The Roots of Minimum Wage in America
In light of modern standards, the stipulations of the original FSLA appear reasonable; when placed in our times, they hardly seem to justify President Roosevelt’s statement that the law was “the most far-reaching, far-sighted program for benefit of workers ever adopted here or in any other country.” The law required employers to pay employees a minimum of 25 cents per hour—with a guarantee of 40 cents per hour by 1945—mandated a 40 hour work week, and limited the occupations and improved the standard conditions under which children could work.

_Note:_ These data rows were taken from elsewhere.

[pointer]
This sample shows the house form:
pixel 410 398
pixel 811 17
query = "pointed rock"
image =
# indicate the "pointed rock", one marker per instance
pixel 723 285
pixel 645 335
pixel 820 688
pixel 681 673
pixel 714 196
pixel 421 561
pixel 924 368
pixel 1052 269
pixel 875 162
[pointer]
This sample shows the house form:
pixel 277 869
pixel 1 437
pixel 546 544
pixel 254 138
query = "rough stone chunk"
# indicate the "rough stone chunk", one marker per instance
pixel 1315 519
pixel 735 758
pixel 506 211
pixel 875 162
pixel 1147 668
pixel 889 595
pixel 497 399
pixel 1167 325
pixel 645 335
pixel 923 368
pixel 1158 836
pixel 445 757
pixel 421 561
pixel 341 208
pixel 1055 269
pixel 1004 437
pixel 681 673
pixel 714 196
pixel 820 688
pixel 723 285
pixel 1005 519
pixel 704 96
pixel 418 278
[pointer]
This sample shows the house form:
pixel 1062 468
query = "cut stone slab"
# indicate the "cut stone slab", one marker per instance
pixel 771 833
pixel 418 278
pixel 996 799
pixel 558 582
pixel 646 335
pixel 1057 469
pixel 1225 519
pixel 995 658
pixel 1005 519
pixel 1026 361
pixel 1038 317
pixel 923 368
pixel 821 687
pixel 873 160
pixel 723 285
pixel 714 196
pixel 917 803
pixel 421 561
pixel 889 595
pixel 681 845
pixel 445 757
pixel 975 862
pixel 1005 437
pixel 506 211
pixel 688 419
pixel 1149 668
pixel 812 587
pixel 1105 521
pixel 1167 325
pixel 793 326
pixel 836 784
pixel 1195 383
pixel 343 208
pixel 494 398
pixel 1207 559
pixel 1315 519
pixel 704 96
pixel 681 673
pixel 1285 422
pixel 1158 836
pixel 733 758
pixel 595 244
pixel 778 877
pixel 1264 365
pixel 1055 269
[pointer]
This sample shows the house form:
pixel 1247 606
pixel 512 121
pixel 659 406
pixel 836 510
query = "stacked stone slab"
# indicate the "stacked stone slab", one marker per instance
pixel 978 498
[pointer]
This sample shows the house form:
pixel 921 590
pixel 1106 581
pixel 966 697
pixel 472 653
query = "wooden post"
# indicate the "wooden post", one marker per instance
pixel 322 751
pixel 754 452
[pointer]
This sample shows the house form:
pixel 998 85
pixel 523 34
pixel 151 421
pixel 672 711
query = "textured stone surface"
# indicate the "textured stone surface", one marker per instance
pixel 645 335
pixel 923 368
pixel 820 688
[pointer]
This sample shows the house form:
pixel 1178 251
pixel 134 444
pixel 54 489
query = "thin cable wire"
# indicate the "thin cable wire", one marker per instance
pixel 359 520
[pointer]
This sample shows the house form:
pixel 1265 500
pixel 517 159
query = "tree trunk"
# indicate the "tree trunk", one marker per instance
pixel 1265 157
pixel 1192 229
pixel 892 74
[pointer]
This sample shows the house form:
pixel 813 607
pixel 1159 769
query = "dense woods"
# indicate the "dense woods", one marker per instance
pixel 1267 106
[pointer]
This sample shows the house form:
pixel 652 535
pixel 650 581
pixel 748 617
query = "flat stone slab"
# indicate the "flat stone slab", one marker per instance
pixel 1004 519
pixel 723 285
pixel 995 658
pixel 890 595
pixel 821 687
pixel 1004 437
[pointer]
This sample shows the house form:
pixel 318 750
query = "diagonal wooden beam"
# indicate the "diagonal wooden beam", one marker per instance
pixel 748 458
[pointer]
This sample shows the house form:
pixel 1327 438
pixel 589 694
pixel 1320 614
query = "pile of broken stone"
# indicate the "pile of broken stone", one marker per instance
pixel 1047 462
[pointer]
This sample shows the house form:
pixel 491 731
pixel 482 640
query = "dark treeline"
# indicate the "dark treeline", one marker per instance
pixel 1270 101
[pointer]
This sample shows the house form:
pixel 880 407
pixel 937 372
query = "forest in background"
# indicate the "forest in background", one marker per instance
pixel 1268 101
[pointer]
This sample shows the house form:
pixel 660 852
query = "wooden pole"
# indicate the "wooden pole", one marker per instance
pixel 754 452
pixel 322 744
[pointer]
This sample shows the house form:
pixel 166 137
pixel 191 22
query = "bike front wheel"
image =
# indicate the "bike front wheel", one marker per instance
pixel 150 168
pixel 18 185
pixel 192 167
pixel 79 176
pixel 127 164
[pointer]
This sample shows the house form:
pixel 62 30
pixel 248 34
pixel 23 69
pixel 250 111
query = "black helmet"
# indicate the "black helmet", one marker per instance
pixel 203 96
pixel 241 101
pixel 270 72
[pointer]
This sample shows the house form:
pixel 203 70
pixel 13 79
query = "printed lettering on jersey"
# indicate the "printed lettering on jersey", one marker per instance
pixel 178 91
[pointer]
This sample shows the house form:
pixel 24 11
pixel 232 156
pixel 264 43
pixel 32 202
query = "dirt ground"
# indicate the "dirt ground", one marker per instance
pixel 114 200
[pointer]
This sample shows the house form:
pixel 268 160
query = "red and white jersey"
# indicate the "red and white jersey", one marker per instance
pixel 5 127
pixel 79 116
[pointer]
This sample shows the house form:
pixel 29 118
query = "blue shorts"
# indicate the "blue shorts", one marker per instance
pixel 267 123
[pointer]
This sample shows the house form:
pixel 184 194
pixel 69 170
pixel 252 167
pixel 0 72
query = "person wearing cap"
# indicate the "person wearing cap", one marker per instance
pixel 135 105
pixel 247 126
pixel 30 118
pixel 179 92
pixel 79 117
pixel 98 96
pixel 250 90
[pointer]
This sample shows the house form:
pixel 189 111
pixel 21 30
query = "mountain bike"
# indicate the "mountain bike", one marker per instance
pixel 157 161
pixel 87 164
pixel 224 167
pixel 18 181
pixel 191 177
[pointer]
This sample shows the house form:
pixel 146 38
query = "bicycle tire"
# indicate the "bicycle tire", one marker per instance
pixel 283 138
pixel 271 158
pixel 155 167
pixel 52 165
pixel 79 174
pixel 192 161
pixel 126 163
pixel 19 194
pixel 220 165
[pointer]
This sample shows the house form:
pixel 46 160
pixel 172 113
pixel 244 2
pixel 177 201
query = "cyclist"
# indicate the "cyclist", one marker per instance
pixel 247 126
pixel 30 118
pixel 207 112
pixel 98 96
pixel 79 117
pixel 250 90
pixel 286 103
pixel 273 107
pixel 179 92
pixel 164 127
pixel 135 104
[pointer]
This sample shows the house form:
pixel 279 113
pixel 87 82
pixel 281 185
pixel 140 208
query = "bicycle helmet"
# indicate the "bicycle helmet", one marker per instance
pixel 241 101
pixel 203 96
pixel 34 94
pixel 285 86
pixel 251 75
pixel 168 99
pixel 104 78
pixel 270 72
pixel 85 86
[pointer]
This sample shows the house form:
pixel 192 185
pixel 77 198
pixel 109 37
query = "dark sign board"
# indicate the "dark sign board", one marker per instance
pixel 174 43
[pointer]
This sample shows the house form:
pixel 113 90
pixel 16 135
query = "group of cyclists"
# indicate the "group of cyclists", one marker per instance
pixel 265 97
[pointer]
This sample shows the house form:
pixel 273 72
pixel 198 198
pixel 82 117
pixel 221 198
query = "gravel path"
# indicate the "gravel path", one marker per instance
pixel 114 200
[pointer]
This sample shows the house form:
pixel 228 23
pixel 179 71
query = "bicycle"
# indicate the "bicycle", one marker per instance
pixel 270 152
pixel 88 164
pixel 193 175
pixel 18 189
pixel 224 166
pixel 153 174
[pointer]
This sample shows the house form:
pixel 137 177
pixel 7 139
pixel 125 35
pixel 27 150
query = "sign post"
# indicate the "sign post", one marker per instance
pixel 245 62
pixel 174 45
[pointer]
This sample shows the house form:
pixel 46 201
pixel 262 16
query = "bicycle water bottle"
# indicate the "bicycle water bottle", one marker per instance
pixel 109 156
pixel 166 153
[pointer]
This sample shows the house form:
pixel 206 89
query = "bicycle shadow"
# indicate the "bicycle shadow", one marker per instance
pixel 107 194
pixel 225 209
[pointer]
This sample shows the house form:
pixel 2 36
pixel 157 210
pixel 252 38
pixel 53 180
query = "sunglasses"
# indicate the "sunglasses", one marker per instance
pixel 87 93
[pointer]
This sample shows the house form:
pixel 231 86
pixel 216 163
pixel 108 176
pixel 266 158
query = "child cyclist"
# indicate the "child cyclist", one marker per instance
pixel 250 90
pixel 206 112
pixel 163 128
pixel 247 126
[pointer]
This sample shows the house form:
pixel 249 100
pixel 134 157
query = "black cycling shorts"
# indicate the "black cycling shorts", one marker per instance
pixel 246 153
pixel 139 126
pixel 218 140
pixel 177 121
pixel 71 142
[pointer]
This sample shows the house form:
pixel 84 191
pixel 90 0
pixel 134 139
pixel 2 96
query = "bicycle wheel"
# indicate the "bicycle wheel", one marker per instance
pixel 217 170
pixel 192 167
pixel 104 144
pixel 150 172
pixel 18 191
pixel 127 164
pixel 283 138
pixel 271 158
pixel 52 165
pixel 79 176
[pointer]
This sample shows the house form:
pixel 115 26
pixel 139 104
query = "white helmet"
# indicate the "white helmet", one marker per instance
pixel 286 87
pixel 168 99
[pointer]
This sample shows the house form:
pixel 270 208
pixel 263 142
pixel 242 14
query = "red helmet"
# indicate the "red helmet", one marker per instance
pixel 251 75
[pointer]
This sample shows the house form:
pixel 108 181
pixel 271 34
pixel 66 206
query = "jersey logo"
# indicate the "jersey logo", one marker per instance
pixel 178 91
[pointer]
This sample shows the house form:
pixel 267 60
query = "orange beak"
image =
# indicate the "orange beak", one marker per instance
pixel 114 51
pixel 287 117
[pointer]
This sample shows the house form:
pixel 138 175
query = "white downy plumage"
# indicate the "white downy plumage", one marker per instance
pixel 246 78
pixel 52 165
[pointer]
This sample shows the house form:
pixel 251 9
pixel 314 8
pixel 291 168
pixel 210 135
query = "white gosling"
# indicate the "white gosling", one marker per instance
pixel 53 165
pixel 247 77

However, even then doubters sought to block steps towards economic justice. Naysayers warned Congress that the proposed bill would cripple the economy, increase unemployment, and violate the rights of employers; despite the concern, Members of Congress fulfilled their promise to best serve constituents by passing the bill. The doomsday premonitions of 1938 never materialized and America soon saw the hard-won end of the Great Depression.
Congress's Wavering Commitment to Economic Justice
As we mark this law’s diamond anniversary, we need to consider our current commitment to upholding its principles. Congress published its motivations for establishing a minimum wage in the law’s initial lines: “The Congress finds that the existence, in industries engaged in commerce or in production of goods for commerce, of labor conditions detrimental to the maintenance of the minimum standard of living necessary for health, efficiency, and general well-being of workers…It is declared to be the policy of this chapter…to correct and as rapidly as practicable to eliminate the[se] conditions.” In writing such a statement and the regulations that followed, Congress committed the federal government to protecting the financial wellbeing and human dignity of all laborers.
In spite of this covenant to uplift and assist workers, America has failed to follow in the footsteps of these groundbreaking legislators. Despite a dream to continue growing the minimum wage in alignment with the economy, Congress has not approved an increase in the minimum wage since 2009; as recently as last year Congress failed to pass a bill raising minimum wage.
Federal Minimum Wage Now
Federal minimum wage today stands at $7.25 per hour for most workers. Studies have shown that a single parent making minimum wage with two children earns $3,000 below the poverty line; millions of other minimum wage-earning Americans stand at the cusp of the poverty line.
Under-discussed Realities for a Tipped Wage Worker
Currently, employees for whom there is an expectation of receiving tips for their service are guaranteed a minimum wage of only $2.13 per hour. Under the recent iterations of the law, an employer of a tipped worker is only required to pay $2.13 in direct wages if this plus an employee’s received tips equal federal minimum wage. If an employee’s tips and direct wages do not equal federal minimum wage, the employer required to make up the difference; however, this rarely happens.
Tipped wage workers labor in a variety of services. Although commonly thought of in the context of restaurants, tipped status is also given to bussers, hotel employees, counter personnel and bartenders. These workers often remain below 50% of the poverty line.
The Promise of a Stronger Minimum Wage
The bill introduced by Sen. Harkin and Congressman George Miller is a significant step toward fixing the economic injustices that hinder millions of Americans.
Today and in the coming months, Congress has the opportunity to reaffirm its earlier promise for economic justice. In March of this year, Senator Tom Harkin (D-Iowa) and Rep. George Miller (D-California) proposed the Fair Minimum Wage Act of 2013. The bill would increase federal minimum wage to $10.10 per hour; tipped minimum wage would increase to 70% of regular minimum wage. The increases would be incremental and occur over the course of three years, with a continued commitment to index the minimum wage to inflation.
In its current form, economists argue that increasing the minimum wage would raise the wages, and potential spending power, of roughly 30 million Americans. Other studies, such as the one published by the Economic Policy Institute, also show that increasing the federal minimum wage would create as many as 140,000 full-time jobs. The largest and most basic fact presented by economists is that increasing federal minimum wage will push thousands of Americans out of poverty.